The parties married in 1977 and separated in 1995; they had no children during the course of their relationship. A separation agreement was created in August, 1996. Its terms included provisions that required the applicant to provide the respondent with a weekly maintanence, to pay the respondent’s VHI subscription, to provide a house, and to pay her an additional £70,000 lump sum. The settlement included a “full and final” settlement clause which stated that the terms of the agreement would be incorporated into the maintenance order of the High Court if the parties were granted a decree of judicial separation or divorce.

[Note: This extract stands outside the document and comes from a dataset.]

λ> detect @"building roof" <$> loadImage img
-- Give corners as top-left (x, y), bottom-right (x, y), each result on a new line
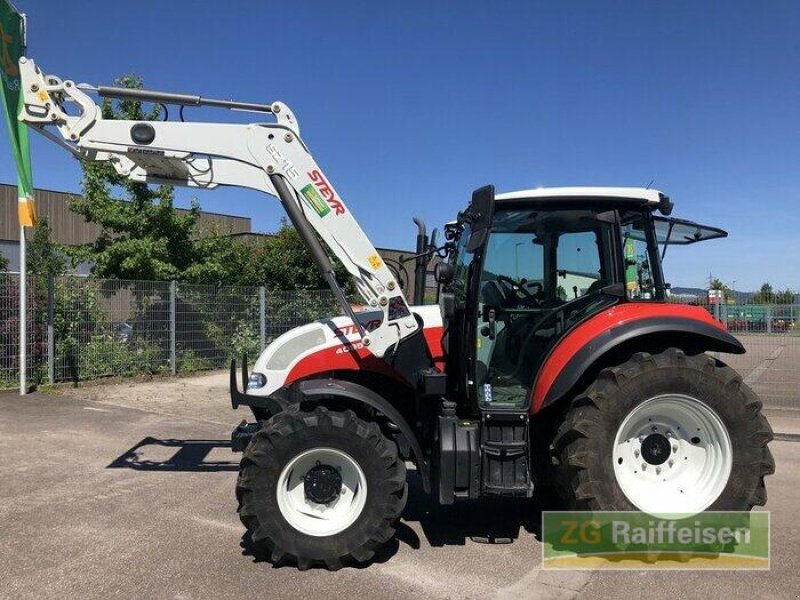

The High Court granted a decree of divorce to the parties in March, 2009. The settlement outlined the obligations of the applicant to provide for the respondent by paying €600,000 in an annuity, by paying €300,000 into a pension fund, by paying €65,000 for a VHI premium, and by providing €54,000 in annual maintenance. The order of the Court also included the provision of €100,000 as part payment of the respondent’s legal fees and an additional lump sum of €1,000,000 for the purchase of housing and insurance.
III. LEGAL BACKGROUND
The applicant, N.G., appealed the judgment of the High Court on the grounds that the level of capital provision and periodic maintenance was excessive and unreasonable, and that Abbott J. erred in his assessment of the applicant’s financial resources in the calculation of lump sums and annuities. The applicant also claimed that Abbott J. did not give due weight to the ‘full and final nature’ of the parties’ separation agreement. The applicant argued that he was unjustly forced to lose control of his assets when directed to pay periodic maintenance to the respondent and that the purchasing of annuities was an unreasonable waste of such assets. The applicant argued that it was unjust to deny an entitlement to apply for a review of maintenance costs in the future and that the order of maintenance was unfair in allowing the respondent to gain additional income in the form of a pension.
The Supreme Court addressed the finality of the separation agreement and outlined general principles that apply when prior agreements exist between parties when an application is made to a court. These general principles stipulate that such an agreement shall be given significant weight and that its terms shall be incorporated into the court order, assuming that there is no fluctuation in the standard of living or value of assets since the the agreement was entered into. If circumstances were to differ significantly, then a court is required to consider all the facts before making a decision as to the relevance and strength of the original agreement.
The Supreme Court found that there had been a radical change in the value of the applicant’s assets and, therefore, the case was remitted to the High Court to allow for this change in circumstance. The sum of €600,000 for the respondent’s benefit was deemed to be excessive in relation to the original settlement agreed privately, as it did not take into account the other payments issued to her.
In divorce, the standard of living of a spouse shall not be elevated on the basis of the other spouse achieving further wealth. Another important point is that any wealth attained after the implementation of the separation agreement will not be admitted as a pertinent factor for consideration. Furthermore, a pre-trial non-legally binding order will be taken into account and given significant weight as long as there has not been any major fluctuation in the couple’s living standards or asset value. Does this leave an opening for the systematic enforcement of pre-nuptial agreements in Irish courts?